NLP Metadata#

Metadata is any additional information about the texts, that can be used to better understand the data and the model’s behavior. In contrast to unstructured text, metadata is structured, and is expected to be a pandas DataFrame. Metadata can be anything - from the source of the data, the timestamp of its creation, to the age of the author, and any other information that is given about the text.

Not to be confused with text properties, which are features extracted from the text itself, such as text length or sentiment.

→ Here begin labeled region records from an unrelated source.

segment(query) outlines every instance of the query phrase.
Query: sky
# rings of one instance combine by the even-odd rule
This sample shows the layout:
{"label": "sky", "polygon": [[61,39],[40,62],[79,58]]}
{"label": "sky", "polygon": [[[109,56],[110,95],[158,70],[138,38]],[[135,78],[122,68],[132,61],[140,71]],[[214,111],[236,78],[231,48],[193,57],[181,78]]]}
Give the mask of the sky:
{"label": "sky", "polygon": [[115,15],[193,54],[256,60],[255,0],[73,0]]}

What Is Metadata Used For?#

Metadata is used by Deepchecks’ checks to examine the dataset, without directly using the text, as some tests are difficult to perform on unstructured data. Inspecting the distribution of a metadata column’s values (e.g. to notice that the source of the texts is different between the train and test sets) can help uncover potential problems in the way that the datasets were built, or hint about the model’s expected performance on unseen data.

Example for specific scenarios in which measuring the metadata may come in handy:

  1. Find weak segments - The metadata can be used to segment the data and test for low performing segments. If found, the weak segment may indicate an underrepresented segment or an area where the data quality is worse.

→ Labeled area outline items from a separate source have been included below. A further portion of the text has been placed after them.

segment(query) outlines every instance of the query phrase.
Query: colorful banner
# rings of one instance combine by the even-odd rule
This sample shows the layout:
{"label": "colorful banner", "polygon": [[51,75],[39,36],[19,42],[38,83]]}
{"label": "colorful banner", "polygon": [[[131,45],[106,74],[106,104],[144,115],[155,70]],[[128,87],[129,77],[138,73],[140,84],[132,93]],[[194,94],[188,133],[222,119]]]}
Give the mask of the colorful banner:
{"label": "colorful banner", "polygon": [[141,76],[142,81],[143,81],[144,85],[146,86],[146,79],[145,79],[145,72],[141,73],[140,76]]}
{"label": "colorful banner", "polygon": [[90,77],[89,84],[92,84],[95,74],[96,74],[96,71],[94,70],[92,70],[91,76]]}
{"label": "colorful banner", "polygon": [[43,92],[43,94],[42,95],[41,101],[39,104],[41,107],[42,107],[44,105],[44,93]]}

  2. Find obscure relations between the data and the targets - the model training might be affected by the metadata, even if it doesn’t have access to it. For example, in a classification dataset of toxic statements, if the toxic statements came from a specific source (e.g. Twitter), the model might learn to predict the label by other traits of the source (e.g. the allowed length of the text). In this case, the model will perform well on the training data, and may even perform well on the test data, but will fail to generalize to new data.

How To Use Metadata#

Metadata Format#

Metadata must be given as a pandas DataFrame, with the rows representing each sample and columns representing the different metadata columns. The number of rows in the metadata DataFrame must be equal to the number of samples in the dataset, and the order of the rows must be the same as the order of the samples in the dataset.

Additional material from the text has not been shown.